Celebridades como Ben Grylls e Juan Manuel Márquez estão bebendo urina, uma prática conhecida como urofagia. Grylls ensina essa técnica em seu programa de TV, enquanto Márquez a usou para treinar para uma luta em 2009. Apesar de ser uma prática antiga, as alegações sobre seus benefícios à saúde não têm comprovação científica. Defensores dizem que a urina pode ajudar em doenças autoimunes e problemas de pele, mas a maioria das evidências é apenas anedótica. A urina é composta principalmente de água e resíduos, o que levanta dúvidas sobre sua eficácia. Além disso, a urina não é estéril e pode conter bactérias, o que pode causar infecções. Beber urina pode levar à desidratação, pois o corpo precisa de água para filtrar os sais presentes. Também há o risco de acumular medicamentos excretados na urina, o que pode ser tóxico. As principais comunidades médicas não apoiam a urinoterapia, recomendando tratamentos com comprovação científica para garantir a saúde.
Celebridades como Ben Grylls e Juan Manuel Márquez têm adotado a prática da urofagia, que consiste em beber urina. Grylls ensina essa técnica em seu reality show, enquanto Márquez a utilizou durante seu treinamento para uma luta em 2009. Essa prática, que remonta a milênios, é cercada de controvérsias e alegações de benefícios à saúde.
Defensores da urinoterapia afirmam que a urina pode ajudar em doenças autoimunes e problemas de pele, embora essas alegações careçam de respaldo científico. A medicina ayurvédica, por exemplo, utiliza a urina para tratar diversas condições, mas a maioria das evidências sobre seus benefícios é anedótica. Além disso, a urina é composta principalmente de água e resíduos, levantando questões sobre sua eficácia como tratamento.

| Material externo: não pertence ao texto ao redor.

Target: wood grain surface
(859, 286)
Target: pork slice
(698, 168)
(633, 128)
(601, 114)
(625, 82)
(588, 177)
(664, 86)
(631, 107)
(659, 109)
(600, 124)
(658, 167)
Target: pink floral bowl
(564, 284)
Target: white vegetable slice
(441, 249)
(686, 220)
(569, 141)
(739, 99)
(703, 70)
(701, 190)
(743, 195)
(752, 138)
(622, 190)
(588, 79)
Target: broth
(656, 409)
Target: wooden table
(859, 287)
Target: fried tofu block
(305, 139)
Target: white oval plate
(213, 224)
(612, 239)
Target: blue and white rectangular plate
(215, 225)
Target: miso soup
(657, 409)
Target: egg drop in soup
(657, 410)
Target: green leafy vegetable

Pesquisas indicam que a urina não é estéril e pode conter bactérias, o que representa riscos à saúde, como infecções. O consumo contínuo de urina pode levar à desidratação, pois o corpo precisa de água para filtrar os sais presentes. Além disso, medicamentos excretados na urina podem se acumular no organismo, causando toxicidade.
As principais comunidades médicas não apoiam a urinoterapia devido à falta de evidências científicas. Embora a prática ainda seja promovida por alguns influenciadores, especialistas recomendam buscar tratamentos com comprovação científica para garantir a saúde.